The aim is to analyze and construct a data mining project using public Reddit comments from May 2015.The dataset can be found here.
The task is to study the dataset and prepare a proposal of what knowledge you plan to extract from this dataset using a data-minng technique. The proposal must then be implemented along with a report of the analysis, techniques, methodology, evaluation and results.
The approach here is to find communities within and across subreddits.
You will first need to do the following
git clone https://github.com/JherezTaylor/Datamining-Reddit.git
Download the dataset from the link above
Create a folder redditComm/subreddit_dumps and move database.sqlite there
Create a folder redditComm/subreddit_dumps/json
To extract and convert the entire dataset to a castra file
You will need to do the following. Warning This will generation 20+GB of files to redditComm/subreddit_dumps/json Each file is a json object of an entire subreddit. It is hacky but it is necessary to first extract the entire sqlite db, merge the subreddits into one file then convert it to a castra. The reason for this is that the db can't fit in memory (unless you have 30GB of ram lying around) and so it's not possible to extract it all in one query. It's implemented using the multiprocessing module from python.
Now, the query will hang at 36,025 out of 50,138 subreddits. Not sure exactly why this happens but the entire process takes a few hours before it hangs, always at the same subreddit 'zzzz' and the same number of files, 36,025. So guess what? More hacky workarounds. The script accepts the list of subreddits as an argument, just the name of the file without the extension. On the first run call the script from redditComm/utils
python extract_fulldb.py subreddit_list
Go drink some coffee and read a book. When the script hangs, close the terminal and then from the same folder as before run:
python salvage_extract.py
This will look in the folder where we are dumping the subreddits, check the contents and compares it the master list of subreddits to see what's missing. It generates a new json list for us to continue from. Now go and run the extract again, this time passing the newly generated file as the argument. Both these files are in the repo so you don't need to run the salvage module but it's there redditComm/utils if you need it.
python extract_fulldb.py unprocessed_list
Update It fails a few times, there might be an issue with the multiprocessing pool running into some overhead somewhere. Run extract again if it fails and repeat the process above.
You can delete the files in redditComm/subreddit_dumps/json and the merged json file when the script completes.
If you want to extract a given subreddit for use elsewhere then from within the redditComm/utils do
python extract_subreddit.py subreddit_name output_format
Currently the argument accepts json or pickle and any subreddit can be extracted. Output goes to
redditComm/subreddit_dumps
Example
python extract_subreddit.py nba json
You need to be under Linux to run this, you can do it in Windows but setting up the required packages won't be covered here.

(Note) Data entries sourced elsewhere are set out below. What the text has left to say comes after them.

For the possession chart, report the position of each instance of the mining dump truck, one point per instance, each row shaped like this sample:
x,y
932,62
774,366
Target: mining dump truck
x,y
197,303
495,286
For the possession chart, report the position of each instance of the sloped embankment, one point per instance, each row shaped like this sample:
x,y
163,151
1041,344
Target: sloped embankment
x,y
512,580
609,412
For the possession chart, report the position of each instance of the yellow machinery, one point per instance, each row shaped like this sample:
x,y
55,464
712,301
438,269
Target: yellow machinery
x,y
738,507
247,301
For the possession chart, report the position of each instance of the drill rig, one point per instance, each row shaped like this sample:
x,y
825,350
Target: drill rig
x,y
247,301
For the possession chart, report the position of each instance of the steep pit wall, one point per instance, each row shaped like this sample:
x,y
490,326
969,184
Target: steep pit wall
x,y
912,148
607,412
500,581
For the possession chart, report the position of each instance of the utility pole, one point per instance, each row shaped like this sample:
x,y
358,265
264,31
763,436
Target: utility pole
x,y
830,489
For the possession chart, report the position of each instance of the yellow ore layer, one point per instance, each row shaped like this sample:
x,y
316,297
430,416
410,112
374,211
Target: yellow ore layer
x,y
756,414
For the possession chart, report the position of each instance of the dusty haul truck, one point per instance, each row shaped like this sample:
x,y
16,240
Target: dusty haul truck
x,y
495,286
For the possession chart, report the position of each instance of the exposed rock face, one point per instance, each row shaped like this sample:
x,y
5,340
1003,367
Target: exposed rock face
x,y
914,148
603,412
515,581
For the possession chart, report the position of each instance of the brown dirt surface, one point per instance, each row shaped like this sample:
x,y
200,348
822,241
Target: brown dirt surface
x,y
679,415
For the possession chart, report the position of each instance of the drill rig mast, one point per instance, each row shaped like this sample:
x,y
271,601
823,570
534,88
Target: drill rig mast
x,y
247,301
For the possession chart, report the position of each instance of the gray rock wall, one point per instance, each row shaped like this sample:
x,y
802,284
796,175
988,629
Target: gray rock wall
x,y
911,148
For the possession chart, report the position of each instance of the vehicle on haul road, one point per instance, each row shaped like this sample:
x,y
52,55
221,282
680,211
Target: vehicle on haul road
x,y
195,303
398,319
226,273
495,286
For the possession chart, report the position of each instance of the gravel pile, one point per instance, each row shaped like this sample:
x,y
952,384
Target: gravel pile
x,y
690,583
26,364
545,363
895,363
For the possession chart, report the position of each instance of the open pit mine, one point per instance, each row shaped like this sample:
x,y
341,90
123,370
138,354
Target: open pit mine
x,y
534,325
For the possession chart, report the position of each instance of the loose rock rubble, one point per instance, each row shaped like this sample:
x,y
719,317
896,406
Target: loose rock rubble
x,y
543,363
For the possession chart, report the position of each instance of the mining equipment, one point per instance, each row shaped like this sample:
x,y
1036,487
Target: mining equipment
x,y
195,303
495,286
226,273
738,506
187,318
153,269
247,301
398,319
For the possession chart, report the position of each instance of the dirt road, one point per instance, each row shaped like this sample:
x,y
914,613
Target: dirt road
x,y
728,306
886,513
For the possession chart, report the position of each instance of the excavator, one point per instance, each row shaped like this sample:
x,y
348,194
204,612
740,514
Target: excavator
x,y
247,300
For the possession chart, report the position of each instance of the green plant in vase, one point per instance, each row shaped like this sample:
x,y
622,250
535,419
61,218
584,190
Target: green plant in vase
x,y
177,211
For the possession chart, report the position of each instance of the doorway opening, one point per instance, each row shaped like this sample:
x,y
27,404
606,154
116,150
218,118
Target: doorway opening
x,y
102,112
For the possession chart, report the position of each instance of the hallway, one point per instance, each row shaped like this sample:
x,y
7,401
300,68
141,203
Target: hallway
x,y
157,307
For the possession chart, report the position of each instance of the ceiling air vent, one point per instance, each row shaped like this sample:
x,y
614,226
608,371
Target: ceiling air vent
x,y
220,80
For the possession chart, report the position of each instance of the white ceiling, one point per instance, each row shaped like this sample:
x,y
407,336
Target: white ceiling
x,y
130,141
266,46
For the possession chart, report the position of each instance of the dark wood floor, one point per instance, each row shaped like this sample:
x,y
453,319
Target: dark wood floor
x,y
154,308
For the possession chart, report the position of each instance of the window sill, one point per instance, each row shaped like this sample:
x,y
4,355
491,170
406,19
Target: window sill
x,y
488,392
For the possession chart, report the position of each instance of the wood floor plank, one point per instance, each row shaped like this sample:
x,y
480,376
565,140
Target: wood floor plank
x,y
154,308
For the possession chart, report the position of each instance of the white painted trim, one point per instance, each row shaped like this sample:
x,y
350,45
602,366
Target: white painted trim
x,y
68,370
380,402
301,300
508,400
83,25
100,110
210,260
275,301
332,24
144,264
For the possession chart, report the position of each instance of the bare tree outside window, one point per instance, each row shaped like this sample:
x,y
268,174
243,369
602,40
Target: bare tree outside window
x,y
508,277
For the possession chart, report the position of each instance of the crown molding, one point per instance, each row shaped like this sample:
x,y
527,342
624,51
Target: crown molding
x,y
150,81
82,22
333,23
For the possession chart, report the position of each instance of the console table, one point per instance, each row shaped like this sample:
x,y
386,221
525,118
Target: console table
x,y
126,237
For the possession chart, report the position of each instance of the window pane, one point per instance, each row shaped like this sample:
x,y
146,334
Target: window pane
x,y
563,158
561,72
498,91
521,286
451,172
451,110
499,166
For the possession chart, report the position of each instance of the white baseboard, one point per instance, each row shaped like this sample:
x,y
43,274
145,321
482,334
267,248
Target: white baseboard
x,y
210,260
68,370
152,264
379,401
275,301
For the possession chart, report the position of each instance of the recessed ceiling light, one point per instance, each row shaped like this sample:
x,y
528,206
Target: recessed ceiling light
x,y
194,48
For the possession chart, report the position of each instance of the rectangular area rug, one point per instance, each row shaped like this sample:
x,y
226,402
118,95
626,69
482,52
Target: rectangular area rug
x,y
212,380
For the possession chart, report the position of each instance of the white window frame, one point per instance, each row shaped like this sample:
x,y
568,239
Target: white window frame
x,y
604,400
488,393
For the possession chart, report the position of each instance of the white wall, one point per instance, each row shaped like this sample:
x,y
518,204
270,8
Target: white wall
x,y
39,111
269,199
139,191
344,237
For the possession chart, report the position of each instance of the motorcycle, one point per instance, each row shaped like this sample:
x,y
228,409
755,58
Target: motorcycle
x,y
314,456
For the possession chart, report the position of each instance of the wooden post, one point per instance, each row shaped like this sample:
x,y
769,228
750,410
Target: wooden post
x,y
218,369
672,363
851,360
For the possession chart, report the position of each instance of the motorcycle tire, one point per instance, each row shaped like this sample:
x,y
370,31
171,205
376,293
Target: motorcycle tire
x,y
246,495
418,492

You should have python pip already installed. Create a virtual environment by opening a terminal and doing
pip install virtualenv
cd redditComm
virtualenv venv
To begin using the virtual environment, it needs to be activated
source venv/bin/activate
Before you install requirements.txt you may need to do
sudo apt-get install libpng-dev libfreetype6-dev graphviz libhdf5-dev libatlas-base-dev gfortran
Then
cd .. *up to the root folder of the repo*
pip install -r requirements.txt
You may need to do pip install dask[complete]
Okay so we should be good to go. Create your scripts and add them to redditComm/modules. Follow the structure of the existing files. Import modules to run.py, create a method and load a function of your module there. Call the created method to run at start.
Run with
python run.py